If economic liberty and property rights are to be restored to their rightful place in the constitutional constellation, the courts must go beyond merely setting these outer limits; they must truly revive constitutional protections. Judicial activism and abdication have read these rights out of the Constitution; it is essential that consistent and principled judicial engagement rehabilitate them. Respect for stare decisis must not mean refusal to reexamine wrongly decided cases; it must mean a respect for order that makes transitions as smooth as possible, while at the same time fulfilling the courts’ responsibility to recognize constitutional constraints on government authority.
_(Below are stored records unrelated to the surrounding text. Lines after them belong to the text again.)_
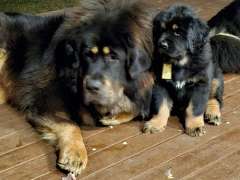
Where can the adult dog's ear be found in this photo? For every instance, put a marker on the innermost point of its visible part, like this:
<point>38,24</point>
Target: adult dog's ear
<point>138,62</point>
<point>197,35</point>
<point>68,64</point>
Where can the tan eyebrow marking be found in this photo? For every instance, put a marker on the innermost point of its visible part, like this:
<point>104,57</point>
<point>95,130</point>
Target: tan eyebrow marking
<point>94,50</point>
<point>175,26</point>
<point>106,50</point>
With constitutional constraints in place, deference to legislatures makes sense. Liberals, conservatives and others can compete to establish policies through the deliberations of elected representatives. Wishes of the majority can prevail while the rights of the minority are respected. And entrepreneurs and small property owners, secure in their rights, can once again focus their energies on productive activities instead of trying to fend off arbitrary laws and regulations.
Chip Mellor is IJ’s president and general counsel. This article appeared in American Lawyer magazine.